I counted apples put in the basket first, aced at spelling bee, and jumped 4 meters in second grade. When it came to competions I was auger to be part of anything; I wanted to belong to the best in class. I sought for handshakes, certificates and other prizes; no matter if I got a chocolate for knowing the sightseeings of my hometown, or a plenty of sheets saying "the 3rd best runner of the school"-I just wanted material. I looked for recognition presenting a somewhat performance. However, I behaved like a remiss. I fidgeted like an itchy kitty while revising the multiples of 7, refused to tune my voice down on music classes, and devoured my meal when Homo sapiens hunted down his own.
The fact I had good grades in primary school really was a perspective why tutors considered leniently my misbehavior. After 4th grade I entered high-school (spanning 8 years). The onset of my first year at the new alma mater was unsettling though. The competitiveness of my new class did not kneel before my ignorance. I seemed to get lost with everything, had hard time with conjunctions and punctuations and so did with science, and, history. Whenever after the break teachers sat down and started to look for a volunteer to present yesterday's homework I sat still with my eyes glued to the walls and dread the inevitable. Even math became a mystery to me; I couldn't buy adequate paint to dye a swimming pool, nor understand how the teacher counted those 42% achieved on the halfyear math test.

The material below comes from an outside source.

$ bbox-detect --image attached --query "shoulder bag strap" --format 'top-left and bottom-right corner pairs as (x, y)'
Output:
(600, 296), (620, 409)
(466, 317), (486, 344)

I unintentionally joined the trendy group of eleven-year-old students hating math and mocking number-jugglers by calling them nerds. I was deluded. No more negative numbers, please! I wanted my basket of apples back.
In spite of my hatred towards math, I have always enjoyed solving riddles, logic problems, and other puzzles. How a few sentences can imply that the son of the captain is 24 years old, or the neighbor hid the murderer's knife was jawdropping to me. By browsing among the search results, I mostly ended up on math competition websites without even realizing it. Not only did these problems convince me how mesmerizing an idea leading to a solution could be, but also made me to draw connection between everyday life reasoning and math. I started to enjoy solving these problems, the more struggle they required the more rewarding it felt to tackle them.

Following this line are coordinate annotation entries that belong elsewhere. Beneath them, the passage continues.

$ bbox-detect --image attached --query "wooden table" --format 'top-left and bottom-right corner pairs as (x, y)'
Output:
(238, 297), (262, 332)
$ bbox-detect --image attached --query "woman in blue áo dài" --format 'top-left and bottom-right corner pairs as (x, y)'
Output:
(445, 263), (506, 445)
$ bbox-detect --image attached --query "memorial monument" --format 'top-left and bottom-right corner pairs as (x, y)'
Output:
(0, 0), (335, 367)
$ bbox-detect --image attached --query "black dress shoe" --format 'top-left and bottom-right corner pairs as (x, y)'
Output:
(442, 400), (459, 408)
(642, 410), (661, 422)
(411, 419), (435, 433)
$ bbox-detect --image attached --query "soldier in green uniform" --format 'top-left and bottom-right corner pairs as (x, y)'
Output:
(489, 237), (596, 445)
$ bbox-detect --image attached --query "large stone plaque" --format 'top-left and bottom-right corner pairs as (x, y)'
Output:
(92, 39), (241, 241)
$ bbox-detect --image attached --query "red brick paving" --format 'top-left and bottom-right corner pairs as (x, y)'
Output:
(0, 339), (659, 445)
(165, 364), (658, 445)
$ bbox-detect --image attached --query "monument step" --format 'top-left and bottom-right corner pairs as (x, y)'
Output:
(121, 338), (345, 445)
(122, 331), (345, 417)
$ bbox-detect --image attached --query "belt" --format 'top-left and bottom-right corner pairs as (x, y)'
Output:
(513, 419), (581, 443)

Meanwhile I bumped into something more than just simple arithmetics or Guess, who I am!, into the typical nasty words like prime numbers and isosceles triangle, the ones I loathed over the first two years of my high school. I had the urge to look up these annoying terms, and understand them. After realizing the deliriousness that took me over, and prevented me from exploring this true beauty for so long, I asserted, I want to speak, embrace, and accompany this pure language.

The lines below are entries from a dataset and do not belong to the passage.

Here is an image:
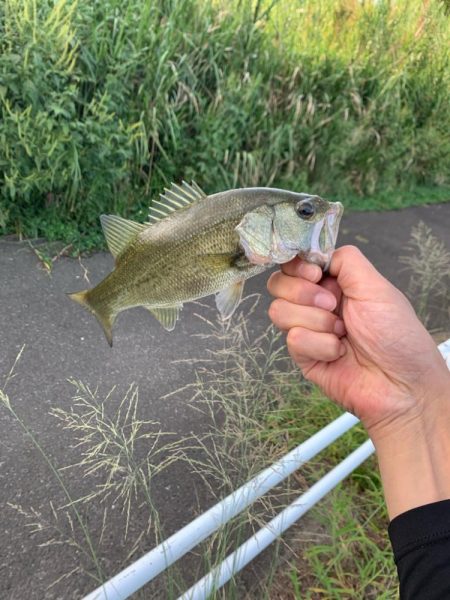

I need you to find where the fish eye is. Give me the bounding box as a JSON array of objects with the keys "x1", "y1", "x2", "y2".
[{"x1": 295, "y1": 200, "x2": 316, "y2": 220}]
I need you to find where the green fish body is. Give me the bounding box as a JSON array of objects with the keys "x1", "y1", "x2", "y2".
[{"x1": 70, "y1": 182, "x2": 342, "y2": 345}]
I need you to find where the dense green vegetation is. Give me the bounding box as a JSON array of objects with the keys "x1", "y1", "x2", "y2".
[{"x1": 0, "y1": 0, "x2": 450, "y2": 248}]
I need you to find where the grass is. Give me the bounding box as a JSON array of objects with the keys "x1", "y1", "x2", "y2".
[
  {"x1": 0, "y1": 224, "x2": 448, "y2": 600},
  {"x1": 0, "y1": 0, "x2": 450, "y2": 252},
  {"x1": 2, "y1": 300, "x2": 394, "y2": 600}
]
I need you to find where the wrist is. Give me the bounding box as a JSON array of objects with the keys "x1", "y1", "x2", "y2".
[{"x1": 371, "y1": 388, "x2": 450, "y2": 519}]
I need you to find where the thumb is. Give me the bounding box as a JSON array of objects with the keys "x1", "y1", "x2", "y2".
[{"x1": 330, "y1": 246, "x2": 393, "y2": 300}]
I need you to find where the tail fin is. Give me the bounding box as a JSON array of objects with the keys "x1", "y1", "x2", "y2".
[{"x1": 67, "y1": 290, "x2": 115, "y2": 347}]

I ordered tons of mathbooks, browsed for problems, and enervated my parents with my own puzzles. Having a backpack full of scripts and problem sets, I entered the doors of school everyday looking forward to see what diophantine equations will turn the tedious math classes from boredom to splendid moments. As I proceeded in my journey of fascination and obsession, I learned to see things differently; I loved to observe how math ruled the world physics and IT, as we call them in our mortal language. All my personal achievements and accomplishments would have been unattainable without this power. One might say I should be proud of the recognitions like certificates or honorable mentions I gained in the upcoming years of high-school; however the thing I'm most proud of were my decisions and insistness to pursue something, that would have been unattainable without the early recognition of my ignorance and blindness, that always did and always will put me to test.